GET shakespeare/_search
{
  "query": {
    "match_phrase_prefix": {
      "text_entry": {
        "query": "qui",
        "slop": 3
      }
    }
  }
}

为了使词序和相对位置灵活，请指定一个 slop 值。要了解 slop 选项，请参见 Slop。

前缀匹配不需要任何特殊映射。它直接与您的数据配合使用。然而，这是一项相当耗费资源的操作。前缀为 a 可能会匹配数十万个词，这对您的用户没有用。为了限制前缀扩展的影响，请将 max_expansions 设置为一个合理的数字。

GET shakespeare/_search
{
  "query": {
    "match_phrase_prefix": {
      "text_entry": {
        "query": "qui",
        "slop": 3,
        "max_expansions": 10
      }
    }
  }
}

查询可以扩展到的最大词数。查询将搜索词“扩展”到与 fuzziness 中指定的距离内的匹配词。

实现查询时自动完成的简易性是以性能为代价的。在大规模实现此功能时，我们建议使用索引时解决方案。使用索引时解决方案，您可能会遇到较慢的索引速度，但这只是您一次性付出的代价，而不是每次查询都付出的代价。边缘 n-gram、即时搜索（search-as-you-type）和完成建议器方法都是索引时解决方案。

边缘 n-gram 匹配

在索引期间，边缘 n-gram 将一个词拆分为 n 个字符的序列，以支持更快地查找部分搜索词。

如果您对词“quick”进行 n-gram 处理，结果将取决于 n 的值。

n	类型	n-gram
1	Unigram	[ `q`, `u`, `i`, `c`, `k` ]
2	Bigram	[ `qu`, `ui`, `ic`, `ck` ]
3	Trigram	[ `qui`, `uic`, `ick` ]
4	Four-gram	[ `quic`, `uick` ]
5	Five-gram	[ `quick` ]

自动完成只需要搜索短语的起始 n-gram，因此 OpenSearch 使用一种特殊类型的 n-gram，称为 边缘 n-gram。

对词“quick”进行边缘 n-gram 处理会得到以下结果

q
qu
qui
quic
quick

这遵循了用户输入的相同序列。

要配置字段以使用边缘 n-gram，请创建一个带有 edge_ngram 过滤器的自动完成分析器。

PUT shakespeare
{
  "mappings": {
    "properties": {
      "text_entry": {
        "type": "text",
        "analyzer": "autocomplete"
      }
    }
  },
  "settings": {
    "analysis": {
      "filter": {
        "edge_ngram_filter": {
          "type": "edge_ngram",
          "min_gram": 1,
          "max_gram": 20
        }
      },
      "analyzer": {
        "autocomplete": {
          "type": "custom",
          "tokenizer": "standard",
          "filter": [
            "lowercase",
            "edge_ngram_filter"
          ]
        }
      }
    }
  }
}

此示例创建索引并实例化边缘 n-gram 过滤器和分析器。

edge_ngram_filter 生成的边缘 n-gram 最小长度为 1（单个字母），最大长度为 20。因此，它为最多 20 个字母的词提供建议。

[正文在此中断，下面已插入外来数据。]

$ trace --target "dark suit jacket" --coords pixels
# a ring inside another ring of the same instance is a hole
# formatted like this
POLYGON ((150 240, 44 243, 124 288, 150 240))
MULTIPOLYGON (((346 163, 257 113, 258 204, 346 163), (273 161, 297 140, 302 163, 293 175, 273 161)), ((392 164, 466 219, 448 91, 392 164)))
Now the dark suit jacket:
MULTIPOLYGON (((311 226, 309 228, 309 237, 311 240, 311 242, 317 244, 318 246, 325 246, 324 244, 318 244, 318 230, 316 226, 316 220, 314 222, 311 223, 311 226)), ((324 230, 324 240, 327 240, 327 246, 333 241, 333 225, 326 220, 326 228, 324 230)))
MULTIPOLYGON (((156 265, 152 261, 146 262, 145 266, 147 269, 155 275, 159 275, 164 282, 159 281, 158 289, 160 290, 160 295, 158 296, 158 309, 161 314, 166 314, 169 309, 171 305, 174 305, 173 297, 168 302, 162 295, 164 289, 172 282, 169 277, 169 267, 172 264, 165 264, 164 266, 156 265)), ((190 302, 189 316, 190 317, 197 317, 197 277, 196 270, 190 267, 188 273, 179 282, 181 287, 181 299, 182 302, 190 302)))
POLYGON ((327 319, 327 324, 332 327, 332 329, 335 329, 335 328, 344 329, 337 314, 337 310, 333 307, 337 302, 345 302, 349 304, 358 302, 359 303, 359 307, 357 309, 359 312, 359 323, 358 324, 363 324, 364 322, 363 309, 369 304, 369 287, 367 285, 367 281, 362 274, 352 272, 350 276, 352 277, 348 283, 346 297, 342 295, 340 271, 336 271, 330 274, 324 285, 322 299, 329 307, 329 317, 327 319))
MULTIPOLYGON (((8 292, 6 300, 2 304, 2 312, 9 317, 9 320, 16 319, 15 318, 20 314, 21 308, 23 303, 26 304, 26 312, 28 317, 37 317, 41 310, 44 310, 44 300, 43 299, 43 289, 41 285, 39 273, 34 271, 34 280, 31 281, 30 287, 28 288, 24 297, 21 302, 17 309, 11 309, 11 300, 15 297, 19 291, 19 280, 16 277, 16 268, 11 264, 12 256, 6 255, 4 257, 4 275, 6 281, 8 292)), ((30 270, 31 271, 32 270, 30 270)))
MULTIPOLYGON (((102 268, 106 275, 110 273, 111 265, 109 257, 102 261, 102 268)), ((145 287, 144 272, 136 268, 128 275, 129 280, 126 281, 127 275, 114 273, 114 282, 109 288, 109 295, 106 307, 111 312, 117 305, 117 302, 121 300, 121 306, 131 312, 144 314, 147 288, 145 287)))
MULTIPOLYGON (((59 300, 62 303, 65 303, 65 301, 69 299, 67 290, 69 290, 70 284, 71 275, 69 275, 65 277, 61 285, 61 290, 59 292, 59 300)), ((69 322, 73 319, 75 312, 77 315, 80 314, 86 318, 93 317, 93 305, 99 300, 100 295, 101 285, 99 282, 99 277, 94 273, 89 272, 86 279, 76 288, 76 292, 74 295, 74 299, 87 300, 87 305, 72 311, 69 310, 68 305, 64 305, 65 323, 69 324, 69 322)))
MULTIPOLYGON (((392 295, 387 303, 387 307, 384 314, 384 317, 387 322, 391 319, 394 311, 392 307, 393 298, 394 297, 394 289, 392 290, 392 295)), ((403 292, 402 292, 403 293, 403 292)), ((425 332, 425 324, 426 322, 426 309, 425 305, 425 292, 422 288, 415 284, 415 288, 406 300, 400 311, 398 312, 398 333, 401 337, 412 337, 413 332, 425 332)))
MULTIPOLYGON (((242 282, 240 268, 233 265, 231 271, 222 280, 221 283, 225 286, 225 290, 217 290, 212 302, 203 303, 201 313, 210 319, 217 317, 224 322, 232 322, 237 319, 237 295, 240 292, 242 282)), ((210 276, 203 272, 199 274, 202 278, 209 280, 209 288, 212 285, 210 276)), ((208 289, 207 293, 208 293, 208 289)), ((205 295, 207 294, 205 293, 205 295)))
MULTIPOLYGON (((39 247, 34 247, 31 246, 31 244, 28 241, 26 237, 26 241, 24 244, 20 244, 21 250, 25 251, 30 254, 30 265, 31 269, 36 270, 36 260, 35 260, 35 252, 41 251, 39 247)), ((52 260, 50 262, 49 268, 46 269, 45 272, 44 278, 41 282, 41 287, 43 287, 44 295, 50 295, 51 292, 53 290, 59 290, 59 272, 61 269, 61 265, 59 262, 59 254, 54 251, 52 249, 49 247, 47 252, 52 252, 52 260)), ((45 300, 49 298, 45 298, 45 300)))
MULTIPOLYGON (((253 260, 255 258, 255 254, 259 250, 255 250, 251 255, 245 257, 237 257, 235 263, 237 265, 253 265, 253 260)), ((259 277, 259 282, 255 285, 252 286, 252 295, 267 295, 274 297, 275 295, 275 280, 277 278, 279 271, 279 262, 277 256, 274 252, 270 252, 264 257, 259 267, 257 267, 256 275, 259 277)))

autocomplete 分析器将字符串分词为单独的词，将词转换为小写，然后使用 edge_ngram_filter 为每个词生成边缘 n-gram。

使用 analyze 操作测试此分析器

POST shakespeare/_analyze
{
  "analyzer": "autocomplete",
  "text": "quick"
}

它以词元的形式返回边缘 n-gram

q
qu
qui
quic
quick

在搜索时使用 standard 分析器。否则，搜索查询会拆分为边缘 n-gram，您将获得与 q、u 和 i 匹配的所有结果。这是少数几种在索引时和查询时使用不同分析器的情况之一。

GET shakespeare/_search
{
  "query": {
    "match": {
      "text_entry": {
        "query": "qui",
        "analyzer": "standard"
      }
    }
  }
}

响应包含匹配文档：

{
  "took": 5,
  "timed_out": false,
  "_shards": {
    "total": 1,
    "successful": 1,
    "skipped": 0,
    "failed": 0
  },
  "hits": {
    "total": {
      "value": 533,
      "relation": "eq"
    },
    "max_score": 9.712725,
    "hits": [
      {
        "_index": "shakespeare",
        "_id": "22006",
        "_score": 9.712725,
        "_source": {
          "type": "line",
          "line_id": 22007,
          "play_name": "Antony and Cleopatra",
          "speech_number": 12,
          "line_number": "5.2.44",
          "speaker": "CLEOPATRA",
          "text_entry": "Quick, quick, good hands."
        }
      },
      {
        "_index": "shakespeare",
        "_id": "54665",
        "_score": 9.712725,
        "_source": {
          "type": "line",
          "line_id": 54666,
          "play_name": "Loves Labours Lost",
          "speech_number": 21,
          "line_number": "5.1.52",
          "speaker": "HOLOFERNES",
          "text_entry": "Quis, quis, thou consonant?"
        }
      }
      ...
    ]
  }
}

或者，在映射本身中指定 search_analyzer

"mappings": {
  "properties": {
    "text_entry": {
      "type": "text",
      "analyzer": "autocomplete",
      "search_analyzer": "standard"
    }
  }
}

完成建议器

完成建议器接受一个建议列表，并将其构建为有限状态换能器（FST），这是一种优化的数据结构，本质上是一个图。此数据结构驻留在内存中，并针对快速前缀查找进行了优化。要了解更多关于 FST 的信息，请参见维基百科。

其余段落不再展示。